Which is fastest? SELECT SQL_CALC_FOUND_ROWS FROM `table`, or SELECT COUNT(*)

MysqlOptimization

Mysql Problem Overview


When you limit the number of rows to be returned by a SQL query, usually used in paging, there are two methods to determine the total number of records:

###Method 1 Include the SQL_CALC_FOUND_ROWS option in the original SELECT, and then get the total number of rows by running SELECT FOUND_ROWS():

SELECT SQL_CALC_FOUND_ROWS * FROM table WHERE id > 100 LIMIT 10;
SELECT FOUND_ROWS();  

###Method 2 Run the query normally, and then get the total number of rows by running SELECT COUNT(*)

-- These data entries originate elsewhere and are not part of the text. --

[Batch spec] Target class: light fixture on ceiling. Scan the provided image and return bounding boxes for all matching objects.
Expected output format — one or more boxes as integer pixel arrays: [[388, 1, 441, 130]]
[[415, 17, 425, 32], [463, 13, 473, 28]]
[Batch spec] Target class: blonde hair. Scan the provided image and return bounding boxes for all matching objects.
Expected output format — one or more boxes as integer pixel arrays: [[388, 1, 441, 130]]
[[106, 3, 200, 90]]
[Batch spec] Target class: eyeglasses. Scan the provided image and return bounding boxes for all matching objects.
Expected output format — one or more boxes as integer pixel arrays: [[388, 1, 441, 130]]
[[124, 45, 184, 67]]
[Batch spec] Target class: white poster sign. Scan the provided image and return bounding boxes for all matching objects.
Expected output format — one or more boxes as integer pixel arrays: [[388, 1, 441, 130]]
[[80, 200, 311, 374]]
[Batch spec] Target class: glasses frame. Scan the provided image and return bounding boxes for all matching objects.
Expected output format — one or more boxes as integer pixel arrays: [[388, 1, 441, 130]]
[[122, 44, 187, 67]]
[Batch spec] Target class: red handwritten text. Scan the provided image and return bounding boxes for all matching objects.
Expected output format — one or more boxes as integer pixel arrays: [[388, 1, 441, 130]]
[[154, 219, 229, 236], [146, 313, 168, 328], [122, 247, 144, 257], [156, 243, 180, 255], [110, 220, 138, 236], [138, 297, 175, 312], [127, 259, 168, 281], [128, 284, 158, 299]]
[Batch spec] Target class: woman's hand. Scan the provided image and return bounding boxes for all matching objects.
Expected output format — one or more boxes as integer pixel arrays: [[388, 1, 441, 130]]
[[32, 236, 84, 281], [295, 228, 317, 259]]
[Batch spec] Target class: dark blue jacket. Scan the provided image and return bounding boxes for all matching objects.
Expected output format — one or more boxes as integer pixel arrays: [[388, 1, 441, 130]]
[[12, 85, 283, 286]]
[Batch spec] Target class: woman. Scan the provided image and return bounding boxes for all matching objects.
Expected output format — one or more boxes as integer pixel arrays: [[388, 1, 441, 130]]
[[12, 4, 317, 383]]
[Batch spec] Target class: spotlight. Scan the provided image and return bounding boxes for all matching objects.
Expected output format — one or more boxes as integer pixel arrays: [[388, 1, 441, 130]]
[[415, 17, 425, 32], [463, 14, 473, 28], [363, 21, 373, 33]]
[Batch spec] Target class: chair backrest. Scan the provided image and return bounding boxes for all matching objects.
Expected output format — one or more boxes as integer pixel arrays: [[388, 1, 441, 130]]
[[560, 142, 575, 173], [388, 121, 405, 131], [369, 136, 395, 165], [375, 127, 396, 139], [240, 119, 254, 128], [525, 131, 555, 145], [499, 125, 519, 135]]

SELECT * FROM table WHERE id > 100 LIMIT 10;
SELECT COUNT(*) FROM table WHERE id > 100;  

Which method is the best / fastest?

Mysql Solutions


Solution 1 - Mysql

It depends. See the MySQL Performance Blog post on this subject: To SQL_CALC_FOUND_ROWS or not to SQL_CALC_FOUND_ROWS?

Just a quick summary: Peter says that it depends on your indexes and other factors. Many of the comments to the post seem to say that SQL_CALC_FOUND_ROWS is almost always slower - sometimes up to 10x slower - than running two queries.

Solution 2 - Mysql

MySQL has started deprecating SQL_CALC_FOUND_ROWS functionality with version 8.0.17 onwards.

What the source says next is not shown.